I could get used to this, to working one day a week. That's it, my working week was over in a flash.
This morning, as is the routine on a Tuesday, I was in charge of running the playgroup at work. At first I dreaded it but I'm getting into my stride now and turning up to work with an hour to plan a playgroup around a theme of somebody else's choosing no longer fazes me. Well, unless the theme is "space" and then all I can come up with is making rockets out of Fairy Liquid bottles in the manner of a 1970's TV commercial, which seems a bit desperate.

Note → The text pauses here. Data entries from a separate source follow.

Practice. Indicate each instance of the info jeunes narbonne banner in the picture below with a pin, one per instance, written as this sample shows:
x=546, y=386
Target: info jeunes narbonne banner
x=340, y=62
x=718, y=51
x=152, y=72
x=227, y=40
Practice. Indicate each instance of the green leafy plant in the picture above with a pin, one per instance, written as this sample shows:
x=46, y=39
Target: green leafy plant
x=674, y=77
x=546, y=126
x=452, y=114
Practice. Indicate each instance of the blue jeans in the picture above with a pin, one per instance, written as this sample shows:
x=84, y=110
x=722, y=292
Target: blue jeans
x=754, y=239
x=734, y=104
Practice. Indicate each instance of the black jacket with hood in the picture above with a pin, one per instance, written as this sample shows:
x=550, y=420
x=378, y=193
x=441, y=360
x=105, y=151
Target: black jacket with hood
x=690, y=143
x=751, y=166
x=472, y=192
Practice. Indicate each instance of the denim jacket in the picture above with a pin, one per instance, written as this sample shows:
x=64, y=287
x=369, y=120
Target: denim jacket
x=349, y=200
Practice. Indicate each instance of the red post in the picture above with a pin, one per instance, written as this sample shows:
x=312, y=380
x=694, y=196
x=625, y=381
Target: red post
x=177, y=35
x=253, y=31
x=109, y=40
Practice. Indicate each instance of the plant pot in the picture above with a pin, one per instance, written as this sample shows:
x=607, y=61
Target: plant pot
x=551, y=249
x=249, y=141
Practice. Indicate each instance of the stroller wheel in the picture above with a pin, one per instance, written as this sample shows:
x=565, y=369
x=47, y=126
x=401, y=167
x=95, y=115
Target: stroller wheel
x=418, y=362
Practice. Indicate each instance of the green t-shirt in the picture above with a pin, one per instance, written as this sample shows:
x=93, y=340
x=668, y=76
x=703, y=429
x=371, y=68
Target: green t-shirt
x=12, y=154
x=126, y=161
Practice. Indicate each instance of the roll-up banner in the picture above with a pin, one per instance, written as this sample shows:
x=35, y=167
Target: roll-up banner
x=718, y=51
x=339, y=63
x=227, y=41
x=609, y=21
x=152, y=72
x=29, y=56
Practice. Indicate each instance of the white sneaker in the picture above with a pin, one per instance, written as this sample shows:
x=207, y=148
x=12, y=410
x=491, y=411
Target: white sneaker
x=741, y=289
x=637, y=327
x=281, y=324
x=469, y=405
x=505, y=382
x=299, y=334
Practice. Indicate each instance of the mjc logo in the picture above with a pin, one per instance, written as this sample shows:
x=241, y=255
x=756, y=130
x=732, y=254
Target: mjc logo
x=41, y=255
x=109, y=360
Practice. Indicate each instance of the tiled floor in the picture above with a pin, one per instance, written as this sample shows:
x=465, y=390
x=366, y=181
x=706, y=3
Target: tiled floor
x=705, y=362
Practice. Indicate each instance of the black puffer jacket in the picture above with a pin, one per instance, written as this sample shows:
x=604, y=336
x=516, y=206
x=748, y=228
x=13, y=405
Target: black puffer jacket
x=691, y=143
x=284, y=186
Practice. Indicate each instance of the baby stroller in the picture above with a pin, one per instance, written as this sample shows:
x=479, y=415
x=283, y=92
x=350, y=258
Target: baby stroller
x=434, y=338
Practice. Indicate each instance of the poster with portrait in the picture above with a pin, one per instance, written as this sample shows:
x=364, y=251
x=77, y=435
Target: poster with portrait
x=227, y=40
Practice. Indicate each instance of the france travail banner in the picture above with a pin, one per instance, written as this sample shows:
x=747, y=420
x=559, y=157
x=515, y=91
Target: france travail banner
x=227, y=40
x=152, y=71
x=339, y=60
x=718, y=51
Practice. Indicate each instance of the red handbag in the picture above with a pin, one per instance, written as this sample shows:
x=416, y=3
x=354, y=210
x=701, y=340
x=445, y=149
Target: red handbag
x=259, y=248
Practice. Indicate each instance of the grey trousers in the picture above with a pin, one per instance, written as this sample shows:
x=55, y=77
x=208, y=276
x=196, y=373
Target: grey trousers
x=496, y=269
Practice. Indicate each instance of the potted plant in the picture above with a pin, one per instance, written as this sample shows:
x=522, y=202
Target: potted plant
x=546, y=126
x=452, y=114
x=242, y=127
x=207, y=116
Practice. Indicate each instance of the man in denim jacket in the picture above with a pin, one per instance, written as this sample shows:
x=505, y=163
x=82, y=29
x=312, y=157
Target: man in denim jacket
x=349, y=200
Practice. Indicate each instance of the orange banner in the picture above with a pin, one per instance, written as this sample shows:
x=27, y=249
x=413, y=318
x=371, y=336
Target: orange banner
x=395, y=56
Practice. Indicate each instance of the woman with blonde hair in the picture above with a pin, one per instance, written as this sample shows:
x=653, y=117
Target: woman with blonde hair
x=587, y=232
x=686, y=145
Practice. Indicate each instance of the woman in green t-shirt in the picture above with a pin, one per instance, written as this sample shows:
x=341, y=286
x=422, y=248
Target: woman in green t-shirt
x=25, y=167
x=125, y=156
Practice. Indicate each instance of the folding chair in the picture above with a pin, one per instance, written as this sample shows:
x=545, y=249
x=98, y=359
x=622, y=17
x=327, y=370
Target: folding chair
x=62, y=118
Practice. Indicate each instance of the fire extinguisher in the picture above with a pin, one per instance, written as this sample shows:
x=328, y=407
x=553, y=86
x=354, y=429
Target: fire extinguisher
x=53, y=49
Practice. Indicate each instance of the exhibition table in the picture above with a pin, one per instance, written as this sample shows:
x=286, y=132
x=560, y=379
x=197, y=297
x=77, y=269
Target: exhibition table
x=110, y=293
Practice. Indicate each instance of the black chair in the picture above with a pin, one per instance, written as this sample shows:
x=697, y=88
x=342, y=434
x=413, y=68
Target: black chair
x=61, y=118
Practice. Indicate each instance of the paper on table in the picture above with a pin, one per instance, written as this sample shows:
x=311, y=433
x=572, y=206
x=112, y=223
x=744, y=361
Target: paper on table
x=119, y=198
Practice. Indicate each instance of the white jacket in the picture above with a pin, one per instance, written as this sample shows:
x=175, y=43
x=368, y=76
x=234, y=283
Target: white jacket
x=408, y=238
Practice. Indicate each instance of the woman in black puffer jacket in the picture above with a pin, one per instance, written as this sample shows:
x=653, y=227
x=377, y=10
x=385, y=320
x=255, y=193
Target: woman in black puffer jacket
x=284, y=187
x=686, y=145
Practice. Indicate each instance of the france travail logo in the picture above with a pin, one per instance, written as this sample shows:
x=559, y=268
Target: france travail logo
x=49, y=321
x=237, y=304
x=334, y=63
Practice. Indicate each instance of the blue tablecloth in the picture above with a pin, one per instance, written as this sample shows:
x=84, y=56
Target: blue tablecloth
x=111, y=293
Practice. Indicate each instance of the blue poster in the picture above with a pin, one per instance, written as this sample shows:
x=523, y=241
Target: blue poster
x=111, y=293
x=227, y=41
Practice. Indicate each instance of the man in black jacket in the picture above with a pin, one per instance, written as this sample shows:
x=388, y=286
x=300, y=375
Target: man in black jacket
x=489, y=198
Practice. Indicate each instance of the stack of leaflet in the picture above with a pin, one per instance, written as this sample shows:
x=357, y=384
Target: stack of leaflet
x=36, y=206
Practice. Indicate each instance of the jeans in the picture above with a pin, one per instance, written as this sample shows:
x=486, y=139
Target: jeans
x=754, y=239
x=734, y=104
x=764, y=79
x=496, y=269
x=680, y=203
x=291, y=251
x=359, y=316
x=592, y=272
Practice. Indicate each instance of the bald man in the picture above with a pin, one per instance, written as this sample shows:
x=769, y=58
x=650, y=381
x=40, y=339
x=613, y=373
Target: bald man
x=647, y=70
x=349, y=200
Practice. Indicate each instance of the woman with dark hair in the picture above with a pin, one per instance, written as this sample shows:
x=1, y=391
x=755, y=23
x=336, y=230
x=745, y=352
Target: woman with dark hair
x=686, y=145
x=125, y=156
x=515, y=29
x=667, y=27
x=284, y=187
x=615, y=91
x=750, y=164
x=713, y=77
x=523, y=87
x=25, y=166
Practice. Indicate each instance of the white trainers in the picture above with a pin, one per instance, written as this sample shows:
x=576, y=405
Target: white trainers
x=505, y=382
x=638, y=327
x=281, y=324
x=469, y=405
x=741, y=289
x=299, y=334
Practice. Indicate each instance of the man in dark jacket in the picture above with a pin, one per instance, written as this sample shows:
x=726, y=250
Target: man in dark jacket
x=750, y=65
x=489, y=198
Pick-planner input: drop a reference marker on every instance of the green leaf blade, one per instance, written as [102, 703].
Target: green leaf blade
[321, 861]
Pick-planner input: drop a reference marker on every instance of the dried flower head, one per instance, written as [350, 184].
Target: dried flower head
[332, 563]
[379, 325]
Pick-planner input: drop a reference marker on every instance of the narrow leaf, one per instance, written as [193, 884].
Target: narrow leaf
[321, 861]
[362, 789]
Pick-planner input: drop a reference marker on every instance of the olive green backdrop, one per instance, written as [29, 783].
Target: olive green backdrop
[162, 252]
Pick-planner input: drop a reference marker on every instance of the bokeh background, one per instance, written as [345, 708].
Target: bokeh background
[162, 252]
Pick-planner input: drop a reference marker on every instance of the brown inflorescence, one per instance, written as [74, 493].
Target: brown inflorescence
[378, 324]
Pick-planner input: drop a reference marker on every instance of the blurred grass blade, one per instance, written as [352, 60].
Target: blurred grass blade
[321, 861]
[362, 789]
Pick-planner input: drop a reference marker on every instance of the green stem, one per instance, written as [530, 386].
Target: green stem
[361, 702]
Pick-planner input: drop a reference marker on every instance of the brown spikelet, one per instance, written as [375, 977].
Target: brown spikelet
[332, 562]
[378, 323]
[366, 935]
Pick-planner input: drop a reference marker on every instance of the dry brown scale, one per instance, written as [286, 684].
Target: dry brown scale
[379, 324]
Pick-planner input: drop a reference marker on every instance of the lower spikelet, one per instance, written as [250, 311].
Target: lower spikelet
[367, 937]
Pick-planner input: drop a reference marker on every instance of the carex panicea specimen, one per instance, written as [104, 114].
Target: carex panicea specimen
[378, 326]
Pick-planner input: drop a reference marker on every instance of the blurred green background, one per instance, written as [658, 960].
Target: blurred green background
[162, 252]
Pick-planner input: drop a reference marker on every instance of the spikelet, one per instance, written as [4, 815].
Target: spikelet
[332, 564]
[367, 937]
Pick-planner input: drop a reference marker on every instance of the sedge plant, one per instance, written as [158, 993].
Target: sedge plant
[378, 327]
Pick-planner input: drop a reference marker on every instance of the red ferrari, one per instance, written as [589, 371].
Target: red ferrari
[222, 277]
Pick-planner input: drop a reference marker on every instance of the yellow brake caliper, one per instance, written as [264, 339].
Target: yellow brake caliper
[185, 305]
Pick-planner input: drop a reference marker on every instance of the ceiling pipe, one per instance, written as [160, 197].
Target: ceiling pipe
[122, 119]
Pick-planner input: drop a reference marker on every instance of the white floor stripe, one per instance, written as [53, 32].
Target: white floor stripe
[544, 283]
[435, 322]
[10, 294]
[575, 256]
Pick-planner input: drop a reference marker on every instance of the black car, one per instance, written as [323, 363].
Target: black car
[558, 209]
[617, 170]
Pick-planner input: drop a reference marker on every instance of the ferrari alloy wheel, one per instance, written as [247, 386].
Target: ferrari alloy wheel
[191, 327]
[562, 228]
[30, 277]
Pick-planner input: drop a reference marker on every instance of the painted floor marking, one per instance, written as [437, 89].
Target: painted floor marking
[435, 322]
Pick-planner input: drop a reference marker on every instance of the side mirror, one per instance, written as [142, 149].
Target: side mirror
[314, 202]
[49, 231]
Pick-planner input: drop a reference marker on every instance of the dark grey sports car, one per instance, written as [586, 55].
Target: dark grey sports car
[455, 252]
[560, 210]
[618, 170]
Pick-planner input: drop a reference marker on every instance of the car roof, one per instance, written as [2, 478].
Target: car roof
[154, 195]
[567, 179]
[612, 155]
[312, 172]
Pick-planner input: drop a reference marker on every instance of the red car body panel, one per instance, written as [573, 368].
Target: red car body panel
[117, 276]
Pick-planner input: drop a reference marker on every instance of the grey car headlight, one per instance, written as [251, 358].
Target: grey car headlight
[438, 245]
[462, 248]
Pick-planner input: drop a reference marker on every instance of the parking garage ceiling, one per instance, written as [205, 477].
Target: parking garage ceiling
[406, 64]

Today's theme was "winter" so I googled "winter songs for children" and came up with all sorts of songs about snow and frost and christmas; all highly irrelevant given the blue skies and the six months remaining until santa comes down, well, the air conditioning I suppose. Anyway, I had an hour to choose some and learn them and type the lyrics out for the parents before they all pitched up and it was showtime. Then it was craft and we chalked snowmen onto black card and stuck on googly eyes and cotton wool for snow and glitter for frost. If I can do battle with flying cockroaches, I'm not going to be fazed by a bunch of kids and some pipe cleaners.
"Sure Liam's never seen snow" lamented his mother as she admired his picture. The snowman was blue and his head was bigger than his body but when your child produces an original piece of art, to you it's a masterpiece. Siobhan is redheaded and Irish and speaks with the sort of gorgeous thick Irish lilt you could listen to all day, the sort that quickens pace and treads softly on the /t/ sound. It makes me think of Terry Wogan on radio two in the morning, not that anyone around these parts would have the foggiest who Terry Wogan was.
"We have the yulefest in the Blue Mountains this month" she continued. "It was started years ago by some Europeans who missed the cold Christmassy weather so they asked the owner of one of the hotels to whip them up a hearty Christmas dinner. I miss the weather at Christmas you know; it never feels like Christmas. It never, ever feels like Christmas again when you live in Australia and it's bad enough with missing the family like, but the hot weather makes it all doubly difficult at that time of year".
"But what a great life for the children" I replied. It's a reply I use a lot. I mean it; it's the most marvellous, priviledged and sunny upbringing you could ever imagine.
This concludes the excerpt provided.